Se serrer la main grâce à l’IA
Tandis qu’à Genève le HBP s’intéresse à la structure du cerveau, des chercheurs construisent à Munich un robot qui devra ressembler au corps humain dans toute sa complexité. Ce robot qui répond au nom de Roboy est en quelque sorte le visage, mais aussi les bras et les jambes, l’articulation du pied, le tour de hanche et le battement de cils du HBP.
L’histoire de Roboy a commencé en 2013 à l’Université de Zurich où se sont réunis des informaticiens, des ingénieurs et des mécatroniciens pour développer un robot qui, d’un point de vue technique, n’aurait rien à envier à l’être humain. Des chercheurs sont venus de toute l’Europe et des partenaires venant d’autres continents ont également participé au projet. Des chercheurs de Melbourne ont ainsi apporté, avec leurs connaissances sur le contrôle musculaire, une contribution importante au logiciel qui pilote les capacités motrices de Roboy. En échange, l’équipe en charge de Roboy leur a donné du matériel informatique de pointe qu’ils pourront utiliser pour leurs propres projets.
Le robot Roboy sait déjà faire du vélo et utiliser un lecteur de disques. En 2020, il devrait même être capable de faire des diagnostics médicaux.
| Photo: © Roboy 2.0 – roboy.org
Le robot a aujourd’hui emménagé au sein de l’Université technique (Technische Universität München) où, chaque semestre, une nouvelle équipe d’étudiants de diverses disciplines se charge de lui apprendre quelque chose de nouveau. Ils lui montrent par exemple comment discuter avec deux personnes à la fois ou jouer du xylophone. Toutes les connaissances acquises sont alors mises sur Internet, sur une plateforme de robotique à la disposition de tous. De la mécanique de ses pieds au schéma de connexions qui permet à Roboy de voir, l’anatomie complète du robot est expliquée sur un portail open source, prête à être téléchargée afin que tout amateur, chercheur ou geek puisse accéder aux informations techniques et ensuite les développer.
Et ce petit robot apprend très vite : Roboy sait déjà faire du vélo et se servir d’un lecteur de disques. Des carrières de serveur et de menuisier, des métiers qui exigent une diversité motrice exceptionnelle, l’attendent par la suite.

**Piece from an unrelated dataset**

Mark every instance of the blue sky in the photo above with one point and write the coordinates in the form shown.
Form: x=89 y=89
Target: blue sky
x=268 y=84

Une machine qui n’avait jamais autant ressemblé à l’Homme
Et en 2023 ? Le HBP veut atteindre son but d’ici là et avoir développé un ordinateur qui n’ait rien à envier au cerveau humain. Mais avant d’en arriver là, il reste encore quelques obstacles à dépasser. Il est notamment nécessaire de franchir une nouvelle étape technologique pour atteindre une capacité de calcul d’un exaFLOPS. Pour simuler la vitesse et la capacité de mémoire du cerveau humain, ne serait-ce que partiellement, il faut de l’énergie en très grande quantité. Cela suppose un travail de développement dans le domaine de la puissance de traitement du rendement énergétique, ce qui pourrait finalement révolutionner aussi l’industrie traditionnelle.
Si ces obstacles en viennent à être dépassés, l’avenir de Roboy sera impressionnant : équipé du « cerveau » exaFLOPS de HBP, le robot disposerait de capacités humaines comme aucune autre machine auparavant, ce qui soulève naturellement des questions éthiques fondamentales. Un comité d’éthique accompagne par conséquent étroitement le projet depuis le début. Mais déjà son charmant battement de cils, accompagné de sa devise « be friendly », fait en sorte que la rencontre avec Roboy ne soit pas perçue comme une menace.